Regia di John Singleton vedi scheda film
Che visione atroce che ci dà John Singleton degli afroamericani, maschi e femmine. Ovviamente il tasto del grottesco tragico è battuto in maniera più insistente sui maschi (ché chiamarli uomini sarebbe un complimento), immaturi (non solo boy, ragazzo, ma anche baby, bambino), mammoni, schiavi dei soldi e dei simboli del lusso (la macchina), incapaci di controllare i propri impulsi (il protagonista ha avuto due figli da due ragazze diverse e continua a vivere con la mamma), e schiavi della violenza al solo scopo di dimostrare di "avere le palle", cioè di "essere uomini". Ma le donne (tutte un po' troppo belle, per la verità), secondo Singleton, non stanno poi tanto meglio, più mature e consapevoli, disposte ad assumersi delle responsabilità, quanto meno nei confronti dei propri figli, e desiderose di farsi una famiglia, ma anch'esse in fin dei conti asservite a quei pigri mangiapane a ufo dei loro uomini, i quali le dominano con l'arma del sesso, come mostra bene la scena della telefonata di Yvette con l'amica Sharika. Qualche maschietto mette la testa a posto dopo l'esperienza del carcere (Melvin, in parte lo stesso Jody), mentre qualcun altro si dimostra veramente irrecuperabile, come l'odioso Rodney.

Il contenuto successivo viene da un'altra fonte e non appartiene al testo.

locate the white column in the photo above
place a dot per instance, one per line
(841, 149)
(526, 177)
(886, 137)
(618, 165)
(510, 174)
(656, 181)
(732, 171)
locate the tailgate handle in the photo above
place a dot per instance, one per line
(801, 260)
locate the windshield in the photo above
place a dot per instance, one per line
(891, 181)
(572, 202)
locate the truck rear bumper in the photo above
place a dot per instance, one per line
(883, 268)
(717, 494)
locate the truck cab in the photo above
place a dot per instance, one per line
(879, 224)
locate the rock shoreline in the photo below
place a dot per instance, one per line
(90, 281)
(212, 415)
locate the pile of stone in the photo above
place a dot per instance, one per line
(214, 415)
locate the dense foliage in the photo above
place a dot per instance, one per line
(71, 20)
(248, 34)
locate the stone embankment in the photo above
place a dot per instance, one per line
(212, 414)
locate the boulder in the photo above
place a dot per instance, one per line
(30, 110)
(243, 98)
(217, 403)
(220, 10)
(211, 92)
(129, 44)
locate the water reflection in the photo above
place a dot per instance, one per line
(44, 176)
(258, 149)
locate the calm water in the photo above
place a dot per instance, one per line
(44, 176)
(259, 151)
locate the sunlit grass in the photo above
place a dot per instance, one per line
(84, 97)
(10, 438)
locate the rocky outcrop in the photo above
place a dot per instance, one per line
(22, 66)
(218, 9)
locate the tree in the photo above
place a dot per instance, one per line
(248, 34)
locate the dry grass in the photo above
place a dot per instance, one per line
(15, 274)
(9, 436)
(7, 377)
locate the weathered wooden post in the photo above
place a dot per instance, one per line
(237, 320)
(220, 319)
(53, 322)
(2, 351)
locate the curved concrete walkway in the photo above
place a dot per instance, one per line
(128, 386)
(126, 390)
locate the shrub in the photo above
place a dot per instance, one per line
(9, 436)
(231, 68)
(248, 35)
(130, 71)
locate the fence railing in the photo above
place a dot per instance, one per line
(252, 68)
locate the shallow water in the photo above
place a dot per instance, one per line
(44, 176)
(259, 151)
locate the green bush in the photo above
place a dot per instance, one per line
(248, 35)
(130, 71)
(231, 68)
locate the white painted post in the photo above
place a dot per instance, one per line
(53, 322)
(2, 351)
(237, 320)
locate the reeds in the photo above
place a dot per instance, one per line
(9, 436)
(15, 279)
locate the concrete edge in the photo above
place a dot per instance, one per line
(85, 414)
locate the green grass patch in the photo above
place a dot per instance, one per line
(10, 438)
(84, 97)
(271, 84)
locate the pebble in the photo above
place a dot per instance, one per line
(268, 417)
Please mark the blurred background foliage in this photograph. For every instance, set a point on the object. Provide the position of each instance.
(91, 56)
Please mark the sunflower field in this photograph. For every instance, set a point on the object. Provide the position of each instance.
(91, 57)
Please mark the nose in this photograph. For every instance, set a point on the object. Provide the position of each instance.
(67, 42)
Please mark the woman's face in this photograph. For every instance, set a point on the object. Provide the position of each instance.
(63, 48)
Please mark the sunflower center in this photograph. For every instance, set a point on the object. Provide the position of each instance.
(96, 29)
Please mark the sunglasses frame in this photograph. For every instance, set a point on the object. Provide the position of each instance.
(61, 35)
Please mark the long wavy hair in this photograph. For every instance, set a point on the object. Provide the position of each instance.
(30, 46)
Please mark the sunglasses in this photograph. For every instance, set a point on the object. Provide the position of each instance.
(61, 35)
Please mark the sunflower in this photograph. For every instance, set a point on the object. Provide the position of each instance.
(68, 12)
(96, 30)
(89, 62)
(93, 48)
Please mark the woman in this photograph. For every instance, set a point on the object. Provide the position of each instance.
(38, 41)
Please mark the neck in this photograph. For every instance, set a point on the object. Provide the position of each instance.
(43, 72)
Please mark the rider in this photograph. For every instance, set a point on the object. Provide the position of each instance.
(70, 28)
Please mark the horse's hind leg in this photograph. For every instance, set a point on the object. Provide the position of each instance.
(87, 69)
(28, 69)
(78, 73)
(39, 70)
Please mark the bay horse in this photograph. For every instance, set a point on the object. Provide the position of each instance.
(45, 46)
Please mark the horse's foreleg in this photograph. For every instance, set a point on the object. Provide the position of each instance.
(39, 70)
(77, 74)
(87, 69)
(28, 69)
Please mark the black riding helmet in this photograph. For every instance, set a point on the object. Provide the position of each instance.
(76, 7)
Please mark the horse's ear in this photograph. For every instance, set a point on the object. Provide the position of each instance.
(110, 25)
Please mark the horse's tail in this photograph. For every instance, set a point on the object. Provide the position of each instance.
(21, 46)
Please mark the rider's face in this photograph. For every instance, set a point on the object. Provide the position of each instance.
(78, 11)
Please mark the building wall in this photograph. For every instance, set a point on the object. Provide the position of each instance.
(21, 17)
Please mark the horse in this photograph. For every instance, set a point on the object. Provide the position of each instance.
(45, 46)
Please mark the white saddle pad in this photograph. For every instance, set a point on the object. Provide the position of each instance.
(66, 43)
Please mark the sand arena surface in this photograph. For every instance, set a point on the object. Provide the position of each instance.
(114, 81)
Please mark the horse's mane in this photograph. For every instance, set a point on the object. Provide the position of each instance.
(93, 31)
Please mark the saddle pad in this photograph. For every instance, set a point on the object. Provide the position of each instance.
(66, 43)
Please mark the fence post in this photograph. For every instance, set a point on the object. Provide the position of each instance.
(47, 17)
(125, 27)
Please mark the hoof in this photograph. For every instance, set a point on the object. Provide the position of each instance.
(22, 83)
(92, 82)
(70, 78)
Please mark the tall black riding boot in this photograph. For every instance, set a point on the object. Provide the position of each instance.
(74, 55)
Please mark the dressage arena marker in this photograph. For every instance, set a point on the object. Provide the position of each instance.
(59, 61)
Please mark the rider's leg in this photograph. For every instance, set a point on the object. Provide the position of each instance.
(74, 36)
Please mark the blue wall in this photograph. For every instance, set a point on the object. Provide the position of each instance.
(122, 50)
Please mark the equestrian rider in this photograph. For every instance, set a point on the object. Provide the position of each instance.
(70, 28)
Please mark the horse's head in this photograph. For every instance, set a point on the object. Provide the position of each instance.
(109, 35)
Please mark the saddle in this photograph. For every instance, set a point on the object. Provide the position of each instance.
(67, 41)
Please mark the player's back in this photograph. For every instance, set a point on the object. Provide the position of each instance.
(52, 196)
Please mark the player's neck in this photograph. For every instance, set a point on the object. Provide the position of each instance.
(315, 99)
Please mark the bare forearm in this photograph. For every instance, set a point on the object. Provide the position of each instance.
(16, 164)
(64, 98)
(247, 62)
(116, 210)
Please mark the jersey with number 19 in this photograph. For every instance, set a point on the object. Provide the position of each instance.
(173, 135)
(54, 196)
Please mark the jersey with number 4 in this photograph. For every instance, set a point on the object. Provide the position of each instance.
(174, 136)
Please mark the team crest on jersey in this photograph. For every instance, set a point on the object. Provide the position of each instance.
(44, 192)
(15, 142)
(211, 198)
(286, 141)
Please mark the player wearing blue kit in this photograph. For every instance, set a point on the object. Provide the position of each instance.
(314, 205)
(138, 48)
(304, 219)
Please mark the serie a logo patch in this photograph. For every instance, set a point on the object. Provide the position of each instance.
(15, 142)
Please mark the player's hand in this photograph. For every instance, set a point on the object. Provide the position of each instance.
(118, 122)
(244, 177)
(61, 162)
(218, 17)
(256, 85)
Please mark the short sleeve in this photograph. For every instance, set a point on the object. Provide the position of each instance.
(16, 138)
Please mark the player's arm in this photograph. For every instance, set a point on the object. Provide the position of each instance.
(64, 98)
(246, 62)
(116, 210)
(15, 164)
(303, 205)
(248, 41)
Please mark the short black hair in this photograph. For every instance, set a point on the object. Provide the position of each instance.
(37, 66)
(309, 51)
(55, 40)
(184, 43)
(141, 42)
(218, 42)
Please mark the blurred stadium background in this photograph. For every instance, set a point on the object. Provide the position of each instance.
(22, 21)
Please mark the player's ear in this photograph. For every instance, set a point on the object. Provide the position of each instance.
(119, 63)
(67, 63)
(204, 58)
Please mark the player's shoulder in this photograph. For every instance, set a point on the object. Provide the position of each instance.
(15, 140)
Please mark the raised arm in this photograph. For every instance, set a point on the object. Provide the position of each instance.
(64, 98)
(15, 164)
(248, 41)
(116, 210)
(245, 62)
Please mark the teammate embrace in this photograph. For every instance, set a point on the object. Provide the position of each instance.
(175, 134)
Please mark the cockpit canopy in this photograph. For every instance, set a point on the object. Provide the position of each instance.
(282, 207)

"Baby Boy" (il sottotitolo italiano "pasoliniano" è ancora una volta fuorviante) non è un gran film, ma nemmeno la schifezza che l'ha giudicata, fra gli altri, Mereghetti. Il finale idilliaco sta un po' a testimoniare che probabilmente a un certo punto il regista - sceneggiatore non sapeva più da che parte andare a parare, oppure che è caduto vittima della produzione. Va però detto che Singleton sa come girare una storia del genere e pur senza scomodare nomi ingombranti come Cassavetes o Spike Lee (del quale Singleton è meno pop e meno inquietante), si può affermare che "Baby Boy" è un film che si può vedere senza noia e senza vergogna.